It's been 3 weeks almost 4 since I broke up with him. Everyday is still a battle. I can't focus, music kills me, and I generally cannot function on my work. I've been through many heart breaks but this one is just different. Maybe because I was so sure for our future. I really wanted it to work but I know that my goals and boundaries are more than this relationship. We wanted to meet up, I guess to talk things out. I think he is going to try to work this out but I'm at a place where I really dont want to. I don't want to try and hope it will, Why? for another disappointment. But the meeting never happened and I'm just here waiting for the inevitable. Re-opening the womb. May God help me.
Last updated on:2025-07-28T23:45:03+05:30
Comments (5)
it was like that for me too. i knew going back would break me again but part of me still wanted the call the let’s fix this. it’s so hard choosing yourself over the comfort of familiar pain. but you did. and that’s brave.

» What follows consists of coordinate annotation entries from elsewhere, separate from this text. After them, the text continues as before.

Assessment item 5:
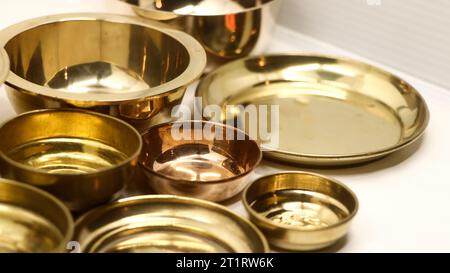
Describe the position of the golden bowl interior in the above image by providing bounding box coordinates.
[244,173,358,231]
[0,179,73,253]
[0,110,142,175]
[121,0,275,16]
[5,16,192,101]
[140,121,261,182]
[75,195,268,253]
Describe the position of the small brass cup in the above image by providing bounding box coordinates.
[243,172,358,251]
[0,109,142,210]
[0,179,73,253]
[0,13,206,130]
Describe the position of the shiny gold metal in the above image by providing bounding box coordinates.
[121,0,281,70]
[139,121,262,201]
[75,195,268,253]
[0,13,206,130]
[0,109,142,210]
[243,172,358,251]
[197,52,429,166]
[0,179,73,253]
[0,48,9,86]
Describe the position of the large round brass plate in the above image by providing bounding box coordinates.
[197,55,428,165]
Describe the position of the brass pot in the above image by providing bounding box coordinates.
[139,121,262,202]
[0,13,206,129]
[120,0,282,70]
[0,179,73,253]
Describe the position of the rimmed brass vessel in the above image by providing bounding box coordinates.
[121,0,282,70]
[0,179,73,253]
[0,109,142,210]
[196,54,429,166]
[0,13,206,130]
[139,121,262,201]
[74,195,269,253]
[243,172,358,251]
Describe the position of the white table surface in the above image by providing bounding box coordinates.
[0,0,450,252]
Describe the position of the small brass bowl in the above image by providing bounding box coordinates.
[139,121,262,201]
[74,195,269,253]
[0,48,9,86]
[0,13,206,130]
[0,179,73,253]
[0,109,142,210]
[243,172,358,251]
[120,0,282,69]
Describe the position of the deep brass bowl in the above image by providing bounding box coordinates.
[0,179,73,253]
[0,13,206,130]
[0,48,9,86]
[243,172,358,251]
[121,0,282,68]
[139,121,262,201]
[74,195,269,253]
[0,109,142,210]
[196,54,429,166]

i feel this in my chest. when hope and dread mix together like that? it’s its own kind of grief 😔
this hurt to read. that kind of heartbreak where you wanted it to work so bad... ugh it’s brutal. i remember sitting at work feeling like my body was there but my soul had just… left.
hey hope you feel better and whatever you decide to do hope you find healing. Ive been there when you just cant go on.
I know disappointment over n over again kills you.